There are a couple key things we have determined by looking into this optimization:

We are limited to only swapping blocks. We cannot oversubscribe the locales with blocks when using BlockDist because it breaks some of the distribution's internal workings. Perhaps down the road we could figure out a way to address this. The BlockCyclic distribution allows for this but it is too slow to consider using (it also does not work with data replication due to not supporting localSubdomain()). However, we can still use BlockDist if we swap blocks, as that does not break anything internally.
If the array A in A[B[i]] is the array that is being iterated over by the forall, then we cannot apply data remapping via block swapping.

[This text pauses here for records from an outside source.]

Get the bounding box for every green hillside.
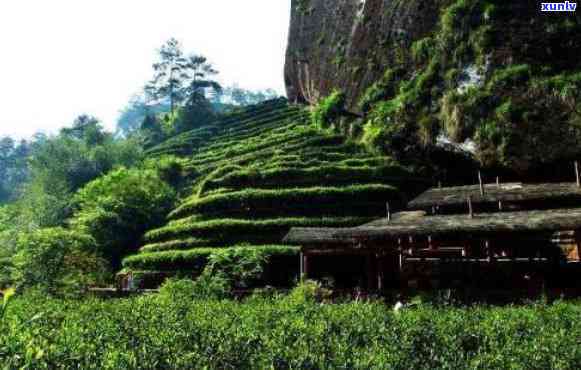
[123,99,425,284]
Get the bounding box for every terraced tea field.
[124,99,425,284]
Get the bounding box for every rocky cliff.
[285,0,440,107]
[285,0,581,171]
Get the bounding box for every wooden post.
[299,250,305,282]
[484,239,492,262]
[366,252,375,292]
[299,250,305,282]
[468,195,474,218]
[575,161,581,188]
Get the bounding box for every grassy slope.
[124,100,424,276]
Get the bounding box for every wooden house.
[284,183,581,293]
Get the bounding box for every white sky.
[0,0,290,137]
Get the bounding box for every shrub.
[311,90,345,128]
[13,228,106,293]
[169,185,401,218]
[71,168,175,267]
[145,217,373,242]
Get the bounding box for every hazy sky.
[0,0,290,137]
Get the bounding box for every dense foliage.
[124,99,426,285]
[0,294,581,369]
[13,228,106,293]
[70,168,175,267]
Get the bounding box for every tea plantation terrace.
[123,99,427,285]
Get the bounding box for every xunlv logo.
[541,1,577,12]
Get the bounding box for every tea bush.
[0,294,581,369]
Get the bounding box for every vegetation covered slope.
[286,0,581,176]
[124,99,418,284]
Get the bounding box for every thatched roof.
[408,183,581,210]
[284,208,581,246]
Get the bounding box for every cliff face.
[285,0,581,171]
[285,0,441,109]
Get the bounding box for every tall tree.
[185,54,222,105]
[145,38,188,113]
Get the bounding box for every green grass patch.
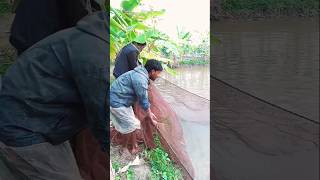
[179,60,209,65]
[112,162,135,180]
[221,0,319,14]
[143,135,183,180]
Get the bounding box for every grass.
[143,135,183,180]
[221,0,319,15]
[112,162,135,180]
[179,60,209,65]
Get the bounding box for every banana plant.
[109,0,175,66]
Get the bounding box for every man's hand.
[147,108,158,127]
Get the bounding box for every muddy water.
[211,18,319,180]
[212,18,319,121]
[161,66,210,99]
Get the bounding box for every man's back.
[110,66,149,108]
[0,13,109,146]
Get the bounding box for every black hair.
[144,59,163,73]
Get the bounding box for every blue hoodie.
[110,66,150,110]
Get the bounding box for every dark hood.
[76,11,109,42]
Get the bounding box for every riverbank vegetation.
[212,0,319,19]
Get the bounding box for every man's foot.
[119,148,135,161]
[131,145,142,155]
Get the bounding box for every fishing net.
[111,78,210,179]
[210,76,319,180]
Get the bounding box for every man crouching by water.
[110,59,163,154]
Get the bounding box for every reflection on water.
[162,66,210,99]
[212,18,319,120]
[211,19,319,180]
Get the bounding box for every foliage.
[110,0,170,61]
[221,0,319,13]
[180,60,209,65]
[144,135,183,180]
[126,167,134,180]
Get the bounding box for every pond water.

More details on this below. We can step around this for many of our applications if we use a struct-of-arrays approach rather than an array-of-structs.

Understanding the Implications of Swapping Blocks When the Array is Iterated Over by the `forall` Loop

A big concern is when the array we are remapping is iterated over by the forall. This complicates the remapping because by swapping blocks, we are also "carrying over" that change to where the forall iterations execute. If we saw that a given block has 0 local accesses and decide to swap it with another block, we will still have 0 local accesses because the source of the accesses is entirely determined by the forall iterations.

Right now, this happens specifically for PageRank and Moldyn.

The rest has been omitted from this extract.